UCCoMのカリキュラムは、前臨床年(M1とM2)、臨床年(M3)、そして卒後臨床年(M4)に分けられ、各コホートには約185人の学生がいます。
前臨床年は、実験室、小グループディスカッション、チームベースの学習、講義を含む統合されたカリキュラムアプローチを使用し、医学の科学的および人文的原則を学生に提供します。
M1から臨床経験が始まり、臨床スキル研究所での標準化された患者との出会い(チームベース)および外来一次ケアサイトでの18ヶ月の縦断的臨床体験が含まれます。
M3では、学生は7つの必須コア臨床実習を回り、サブスペシャリティ選択科目を通じてキャリアオプションを探求します。
M4には、「実際の研修医」としての2つの必須インターンシップと100以上の選択科目が含まれ、専門分野の探求を続けます。

・教育機会
UCCoMは、医学教育(UME)カリキュラム全体で、教育者としてのスキルを開発することに関心を持つ学生に様々な機会を提供します。
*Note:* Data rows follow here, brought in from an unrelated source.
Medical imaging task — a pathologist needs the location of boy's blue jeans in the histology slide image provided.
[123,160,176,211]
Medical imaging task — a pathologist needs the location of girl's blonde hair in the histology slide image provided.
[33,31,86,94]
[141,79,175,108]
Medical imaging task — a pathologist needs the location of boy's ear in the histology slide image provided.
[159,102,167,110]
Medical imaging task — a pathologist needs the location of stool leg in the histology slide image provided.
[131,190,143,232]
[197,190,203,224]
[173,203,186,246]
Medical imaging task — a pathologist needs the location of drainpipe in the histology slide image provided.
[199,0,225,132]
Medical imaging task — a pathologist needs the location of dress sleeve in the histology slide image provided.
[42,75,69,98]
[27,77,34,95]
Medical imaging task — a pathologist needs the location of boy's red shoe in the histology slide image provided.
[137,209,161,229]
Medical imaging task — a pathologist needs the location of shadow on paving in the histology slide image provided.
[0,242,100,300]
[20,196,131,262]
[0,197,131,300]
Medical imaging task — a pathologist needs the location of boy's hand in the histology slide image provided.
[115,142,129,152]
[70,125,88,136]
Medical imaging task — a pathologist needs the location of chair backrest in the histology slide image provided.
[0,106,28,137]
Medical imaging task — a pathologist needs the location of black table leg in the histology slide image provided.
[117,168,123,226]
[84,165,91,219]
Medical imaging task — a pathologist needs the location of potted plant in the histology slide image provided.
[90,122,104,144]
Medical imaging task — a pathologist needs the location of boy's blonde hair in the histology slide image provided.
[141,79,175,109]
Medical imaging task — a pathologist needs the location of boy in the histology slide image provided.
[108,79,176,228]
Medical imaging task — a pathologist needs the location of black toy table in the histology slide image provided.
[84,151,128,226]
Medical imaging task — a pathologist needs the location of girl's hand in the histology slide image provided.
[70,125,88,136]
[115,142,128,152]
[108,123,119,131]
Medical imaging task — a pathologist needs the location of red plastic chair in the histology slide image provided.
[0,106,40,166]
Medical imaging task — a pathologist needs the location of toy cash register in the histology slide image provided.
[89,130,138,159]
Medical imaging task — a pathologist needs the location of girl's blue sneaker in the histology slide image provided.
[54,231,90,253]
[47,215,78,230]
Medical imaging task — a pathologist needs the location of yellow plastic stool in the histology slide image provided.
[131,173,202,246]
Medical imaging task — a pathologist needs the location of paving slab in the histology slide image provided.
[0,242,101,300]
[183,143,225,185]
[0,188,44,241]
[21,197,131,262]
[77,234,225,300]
これには、解剖学実験室での教育、縦断的選択科目、M4の年のために限定された選択科目、および正式なチュートリングプログラムが含まれます。

・教育機会の詳細
プレクリークシップのカリキュラム内でのピアティーチング:学生が授業レベルで教育スキルを磨くための公式な機会。
超音波教育:超音波(US)教育をプレクリークシップカリキュラムに統合。
学生主導のボードレビュー準備コース:US医学ライセンス試験STEP 1の評価問題に対する深いアプローチを提供。

・長期的な医学教育体験
TiME(Teaching in Medical Education):長期的な選択科目として、医学生が有料ピアチューターとして機能する。
Curricular Scholar Program for Medical Education:学生が医学教育の幅広い分野に関する特定の興味を理解し、体験する機会。

・エクストラカリキュラムの教育機会
性差別に関するピア・トゥ・ピアカリキュラム:暗黙の性差別を軽減するための学生主導の取り組み。
Medical Student Grand Rounds:学生が独自の興味を同僚と共有する機会。

 

結果
超音波教育、学生主導の専門医審査準備コース、解剖学教育選択科目、臨床教育選択科目、医学教育カリキュラム奨学生プログラムなど、医学生のための様々な革新的な教育機会が紹介された。これらの機会を利用することで、学生は情報提供者、ファシリテーターロールモデルなど、さまざまな教育者の役割を実践することができる。

討論
討論では、これらの教育機会が学生教師と学習者の双方に与える影響に焦点を当てる。また、医学教育における早期教育経験の利点と、効果的なコミュニケーションと教育スキルの向上についても強調する。このような機会の多様な性質について議論し、医学生のさまざまな興味やキャリア志向にどのように対応しているかを示す。

・学生教師の利点

学生教師が提供する教育は、多様な興味やキャリア目標を持つ医学生に適応可能であること。
早期の教育経験が医学生にとって有益であるという証拠があり、それは将来の臨床役割において教育スキルが重要であることを示唆している。

・学習者への影響

学生教師による教育は、学習者が情報を理解し、保持する上で効果的な手法となりうる。
学生教師は、伝統的な教員による指導と異なる視点を提供し、学習者との共感と理解を深めることができる。

・医学教育への貢献
学生教師の経験は、医学教育の質を高め、学生が将来の教育者としての役割に備えるのに役立つ。
学生教師による教育は、医学教育の教育方法に革新をもたらし、教育の質を向上させる可能性がある。

結論
学生教師の機会は、医学生が教育者としての役割を担うための重要なステップとなる。
これらの機会は、医学教育における教育の質を高め、医学生の教育スキルを向上させる重要な要素である。

限界
この論文では、学生教師による時間管理の必要性、教師としての適性や可用性のばらつき、「評価者」のような教師としての役割をカリキュラムに組み込むことの難しさなど、潜在的な課題と限界を認めている。また、ロジスティクスの課題、教員の支援と指導の必要性についても触れている。

応用の可能性
この論文では、説明されている教育の機会は、他の医学部や医療専門職教育機関でも適応し、採用できる可能性があることを示唆している。このようなプログラムは、医学教育に特別な関心を持つ学生から、将来の臨床での役割のために教育スキルを向上させたい学生まで、様々な学生に対応できる可能性があることを強調している。